The whole thing (the Royal Commission) is a beat-up and a huge lawyers’ picnic. The only ‘offence’ in all this is Ms Gobbo’s ethical breach by disregarding her duty of client confidentiality. In this, she could only have been dealt with by the Bar Council which could only take the appropriate disciplinary action when she was a practising member of the Bar. She is no longer practising so she is outside their jurisdiction. Bad luck!
The police need all the help they can get to deal with today’s sophisticated criminals. These crooks were not wrongfully convicted on information from Ms Gobbo, she simply told the police where to look. That is not evidence. It was evidence the police then gathered (fair and square) that gave rise to the convictions. That evidence cannot (at least should not) be lessened by the fact that Gobbo breached her ethical requirements. What were the police supposed to do when offered such valuable inside information? Should they have put their hands over their ears and said, “We can’t use this; you’re not supposed to tell us this stuff?” Do me a favour….
It just comes down to an ethical breach, which is a separate issue. Gobbo has not committed a criminal offence and neither have the police. All this amazing exercise has done is make a large number of lawyers considerably richer and the public purse at least forty million dollars poorer. The law is indeed an ass, and it gets worse every year. We have a legal system, as opposed to a justice system.
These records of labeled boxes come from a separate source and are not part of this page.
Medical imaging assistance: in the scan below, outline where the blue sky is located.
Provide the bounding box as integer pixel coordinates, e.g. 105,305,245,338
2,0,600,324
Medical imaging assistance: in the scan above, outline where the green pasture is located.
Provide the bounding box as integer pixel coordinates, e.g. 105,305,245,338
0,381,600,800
Lorne Campbell APM – retired Vicpol Detective Sergeant
Further to my previous comments, there’s another important issue here and that is the process of registering informers; a bad idea from the outset (a long time ago now) and seen as such by all thinking coppers. As soon as you enter the name of an informer onto a register (no matter how ‘secret’is is supposed to be), he/she is wide open to exposure by corrupt individuals. The Hodson murders provide a classic example of what can go wrong.
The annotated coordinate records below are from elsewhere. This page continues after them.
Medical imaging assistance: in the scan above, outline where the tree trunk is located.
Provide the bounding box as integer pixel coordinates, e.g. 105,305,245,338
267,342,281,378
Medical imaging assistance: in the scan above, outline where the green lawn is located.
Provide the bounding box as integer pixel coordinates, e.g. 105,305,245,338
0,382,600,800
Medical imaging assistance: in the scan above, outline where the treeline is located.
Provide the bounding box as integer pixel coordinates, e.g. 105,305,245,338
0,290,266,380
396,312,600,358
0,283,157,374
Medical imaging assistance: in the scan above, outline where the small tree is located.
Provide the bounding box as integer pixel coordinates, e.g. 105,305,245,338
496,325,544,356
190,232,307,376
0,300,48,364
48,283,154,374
The entire exercise has effectively put an end to police informers, always a valuable resource. The way it used to operate was that only the officer concerned ever knew the identity of the informer, and that system was extremely effective. I have not seen the Commission’s report, but I’m sure it will contain recommendations to complicate the ‘registration’ process even more, requiring more people in command and administration getting to know the identity of the informer. What was ALMOST unworkable will become totally unworkable, resulting in the loss of an extremely valuable tool in bringing criminals to justice. The supply of informers (already a scarce commodity because of all the uproar) will dry up completely, if it hasn’t already done so. Ultimately, it’s the public at large that loses out, and again, the financial cost of all this pointless crap has been huge.
Lorne Campbell APM
There have been a lot of qualified lawyers (I am not one) pontificating about the desirability of bringing charges against all the participants in the Nicola Gobbo furore. Is there anyone out there who can enlighten me on what specific criminal charges are supportable? The Victorian DPP was harshly criticised for failing to act. I think she was on terra firma; she had nothing viable on which action could be taken! Please prove me wrong.